Inhibition of nitric oxide generation: Normalization of in vitro insulin secretion in mice with multiple low-dose streptozotocin and in mice injected with mononuclear splenocytes from diabetic syngeneic donors

1996 
We studied the effect on in vitro glucose-induced insulin secretion of in vivo administration of l-NG-monomethyl-arginine (l-NMMA), a competitive inhibitor of nitric oxide (NO) synthase, to mice injected with multiple low-dose streptozotocin (mld-SZ). In addition, the effect of l-NMMA treatment on the capacity of mononuclear spleen cells (MS) from mld-SZ mice to transfer alterations in insulin secretion from normal syngeneic receptors was also investigated. We also studied the effect of in vivo treatment with l-NMMA on anti-β-cell cellular immune aggression (CIA) by coculturing MS from mld-SZ mice with rat dispersed islet cells.

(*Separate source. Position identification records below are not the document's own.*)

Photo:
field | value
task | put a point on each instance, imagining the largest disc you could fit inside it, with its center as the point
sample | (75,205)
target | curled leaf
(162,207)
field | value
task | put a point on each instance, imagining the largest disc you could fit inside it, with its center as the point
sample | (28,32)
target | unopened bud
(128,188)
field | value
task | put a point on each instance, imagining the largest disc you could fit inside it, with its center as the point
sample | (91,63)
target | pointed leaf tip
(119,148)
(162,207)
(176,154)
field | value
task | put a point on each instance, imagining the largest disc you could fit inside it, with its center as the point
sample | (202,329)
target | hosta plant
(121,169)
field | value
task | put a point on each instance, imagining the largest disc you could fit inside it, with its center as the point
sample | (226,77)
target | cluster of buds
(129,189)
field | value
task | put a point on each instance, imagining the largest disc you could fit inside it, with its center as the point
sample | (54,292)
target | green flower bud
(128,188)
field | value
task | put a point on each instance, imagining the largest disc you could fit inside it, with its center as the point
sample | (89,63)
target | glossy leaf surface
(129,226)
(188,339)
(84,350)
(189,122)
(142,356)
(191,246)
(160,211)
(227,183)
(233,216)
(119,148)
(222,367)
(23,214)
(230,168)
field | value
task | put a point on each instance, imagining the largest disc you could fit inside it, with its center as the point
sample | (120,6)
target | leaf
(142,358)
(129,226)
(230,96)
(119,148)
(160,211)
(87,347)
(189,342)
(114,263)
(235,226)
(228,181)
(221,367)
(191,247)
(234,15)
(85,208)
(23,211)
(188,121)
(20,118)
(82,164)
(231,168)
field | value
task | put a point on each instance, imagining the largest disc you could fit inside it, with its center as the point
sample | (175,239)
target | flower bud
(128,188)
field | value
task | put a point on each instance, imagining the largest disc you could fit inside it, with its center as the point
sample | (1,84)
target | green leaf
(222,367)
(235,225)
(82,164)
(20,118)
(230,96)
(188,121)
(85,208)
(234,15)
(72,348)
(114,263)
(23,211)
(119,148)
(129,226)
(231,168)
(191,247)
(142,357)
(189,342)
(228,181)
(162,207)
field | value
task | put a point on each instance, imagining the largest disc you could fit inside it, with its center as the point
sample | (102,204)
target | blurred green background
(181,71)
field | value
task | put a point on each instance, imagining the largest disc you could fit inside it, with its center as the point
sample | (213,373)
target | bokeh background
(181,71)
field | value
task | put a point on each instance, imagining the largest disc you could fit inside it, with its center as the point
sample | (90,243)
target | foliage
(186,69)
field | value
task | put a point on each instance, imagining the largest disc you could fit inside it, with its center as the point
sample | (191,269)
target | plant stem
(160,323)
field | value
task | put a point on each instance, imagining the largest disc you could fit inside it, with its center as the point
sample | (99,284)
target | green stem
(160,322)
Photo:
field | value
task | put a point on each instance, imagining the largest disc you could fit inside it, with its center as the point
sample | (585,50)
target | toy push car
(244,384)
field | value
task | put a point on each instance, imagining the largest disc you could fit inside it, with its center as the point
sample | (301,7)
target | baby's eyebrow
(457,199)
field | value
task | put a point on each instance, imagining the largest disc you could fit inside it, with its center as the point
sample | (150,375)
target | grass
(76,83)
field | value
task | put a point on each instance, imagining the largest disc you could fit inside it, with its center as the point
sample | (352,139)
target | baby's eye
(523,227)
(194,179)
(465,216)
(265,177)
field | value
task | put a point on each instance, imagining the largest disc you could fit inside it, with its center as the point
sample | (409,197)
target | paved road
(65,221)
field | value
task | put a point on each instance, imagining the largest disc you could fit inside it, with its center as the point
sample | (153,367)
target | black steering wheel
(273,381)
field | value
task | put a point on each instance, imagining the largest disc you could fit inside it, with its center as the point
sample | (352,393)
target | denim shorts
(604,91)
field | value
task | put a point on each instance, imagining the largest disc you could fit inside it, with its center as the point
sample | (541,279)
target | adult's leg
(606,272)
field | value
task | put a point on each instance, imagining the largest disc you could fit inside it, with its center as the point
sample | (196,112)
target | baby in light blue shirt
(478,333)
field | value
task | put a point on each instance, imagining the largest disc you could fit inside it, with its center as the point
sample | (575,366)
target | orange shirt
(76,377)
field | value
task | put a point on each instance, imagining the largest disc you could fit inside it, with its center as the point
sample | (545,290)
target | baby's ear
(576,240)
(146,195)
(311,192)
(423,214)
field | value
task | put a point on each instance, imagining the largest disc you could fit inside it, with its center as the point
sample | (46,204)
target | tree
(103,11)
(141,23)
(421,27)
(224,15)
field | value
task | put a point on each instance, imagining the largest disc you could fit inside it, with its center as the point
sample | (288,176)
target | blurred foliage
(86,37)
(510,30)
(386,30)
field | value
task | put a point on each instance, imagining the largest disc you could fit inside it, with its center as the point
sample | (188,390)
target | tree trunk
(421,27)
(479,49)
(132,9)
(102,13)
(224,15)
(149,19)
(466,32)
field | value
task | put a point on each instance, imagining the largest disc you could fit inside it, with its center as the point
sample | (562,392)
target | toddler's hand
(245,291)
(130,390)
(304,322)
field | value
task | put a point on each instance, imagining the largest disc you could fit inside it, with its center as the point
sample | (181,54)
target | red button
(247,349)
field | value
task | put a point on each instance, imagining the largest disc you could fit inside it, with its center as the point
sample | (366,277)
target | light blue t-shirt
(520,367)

Our results show that mld-SZ mice treated with 0.25 mg l-NMMA/g body weight had normoglycemia, first- and second-phase glucose-stimulated insulin secretion similar to those obtained in nondiabetic mice—effects not observed with a lower dose of l-NMMA (0.17 mg/g body weight)—and a diminished anti-β-cell CIA. We also demonstrate that mice injected with MS from syngeneic donors treated with mld-SZ plus 0.25 mg l-NMMA/g had normal levels for first-phase glucose-stimulated insulin secretion and an absence of CIA. Taken together, these findings seem to indicate that prevention of in vivo NO production may block the onset of diabetes in mld-SZ mice, and that l-NMMA administration to diabetic donor mice prevents inhibition of first-phase insulin secretion and CIA in the transferred recipient mice. Although a nonimmunological mechanism or mechanisms of diabetes prevention by l-NMMA cannot be excluded, these results suggest that l-NMMA treatment could also be acting on T-cell-dependent immune reactions.